Wednesday, March 19, 2014

The Beautiful Struggle, Chapter 5

[The Beautiful Struggle]

At one point in Chapter 5 of The Beautiful Struggle, Coates writes, “She knew that I had no idea how close I was, would always be, to the edge, how easily boys like me were erased in absurd, impractical ways” (141). What did you think of the observation based on what else you'd read in the book?  

3 comments:

Jeremiah B. said...

I think this observation is a realization that Coates's mother has regarding his influence from the streets. Throughout the book, Coates has been exposed to gang violence that has affected him personal and he is adapting to his environment.
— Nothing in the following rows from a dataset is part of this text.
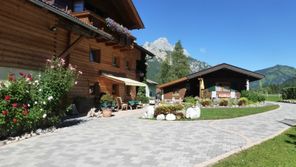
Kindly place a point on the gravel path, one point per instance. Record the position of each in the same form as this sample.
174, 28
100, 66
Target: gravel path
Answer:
126, 140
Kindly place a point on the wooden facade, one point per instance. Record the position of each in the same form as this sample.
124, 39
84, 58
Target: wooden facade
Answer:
221, 81
30, 34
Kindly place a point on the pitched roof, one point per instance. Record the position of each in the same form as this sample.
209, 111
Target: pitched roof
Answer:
89, 29
144, 50
151, 82
172, 82
226, 66
251, 74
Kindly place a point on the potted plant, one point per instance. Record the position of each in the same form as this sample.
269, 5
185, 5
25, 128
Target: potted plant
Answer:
107, 102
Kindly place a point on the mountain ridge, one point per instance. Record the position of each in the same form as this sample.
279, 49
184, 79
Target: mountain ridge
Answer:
161, 48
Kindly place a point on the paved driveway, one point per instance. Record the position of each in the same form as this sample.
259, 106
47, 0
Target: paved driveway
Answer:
125, 140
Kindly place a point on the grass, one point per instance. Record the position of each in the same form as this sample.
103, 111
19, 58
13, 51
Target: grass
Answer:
224, 113
275, 98
277, 152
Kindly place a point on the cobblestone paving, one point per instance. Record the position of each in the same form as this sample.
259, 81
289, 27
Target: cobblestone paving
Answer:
126, 140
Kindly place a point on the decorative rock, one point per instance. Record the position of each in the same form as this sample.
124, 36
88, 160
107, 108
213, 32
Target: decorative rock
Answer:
170, 117
38, 131
193, 113
150, 112
145, 116
160, 117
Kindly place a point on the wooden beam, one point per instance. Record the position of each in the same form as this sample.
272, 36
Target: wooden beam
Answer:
71, 47
119, 47
125, 49
111, 43
99, 40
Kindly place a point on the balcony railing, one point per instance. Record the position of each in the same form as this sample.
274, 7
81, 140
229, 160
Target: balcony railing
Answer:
108, 25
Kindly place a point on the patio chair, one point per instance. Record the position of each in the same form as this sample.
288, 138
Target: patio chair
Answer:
120, 104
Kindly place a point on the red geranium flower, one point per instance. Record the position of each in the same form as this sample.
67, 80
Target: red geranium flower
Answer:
14, 105
25, 112
11, 77
5, 112
25, 106
29, 76
7, 98
22, 74
14, 120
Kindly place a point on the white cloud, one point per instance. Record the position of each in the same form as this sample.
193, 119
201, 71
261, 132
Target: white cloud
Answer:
203, 50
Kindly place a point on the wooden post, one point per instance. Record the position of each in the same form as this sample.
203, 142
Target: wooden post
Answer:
71, 47
247, 85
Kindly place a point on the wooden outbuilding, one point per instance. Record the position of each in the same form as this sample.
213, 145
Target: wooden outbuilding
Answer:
221, 81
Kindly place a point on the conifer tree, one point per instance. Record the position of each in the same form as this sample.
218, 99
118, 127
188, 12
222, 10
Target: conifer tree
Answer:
180, 63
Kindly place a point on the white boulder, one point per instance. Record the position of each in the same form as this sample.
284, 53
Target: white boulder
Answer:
160, 117
192, 113
150, 112
170, 117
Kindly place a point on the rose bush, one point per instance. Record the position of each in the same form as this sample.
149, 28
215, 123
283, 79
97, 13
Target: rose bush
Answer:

At this point, I think Mrs. Coates might fear losing her son but doesn't agree with her husband's methods.

Joey N. said...

I believe that the observation goes hand and hand with the message that the book is trying to portray. Young African-American men growing up in cities like the ones presented in the book are always close to edge, one false move or moment of bad judgement away from being just another statistic.

Belainesh Nigeda said...

I agree with Jeremiah B. I think that his mother is scared that he is becoming like the other typical boys (the "statistics"). I don't think that would be an accurate assumption from reading the book. It just seems like he had anger inside of him and instead of holding it inside (like normal) he decided to burst.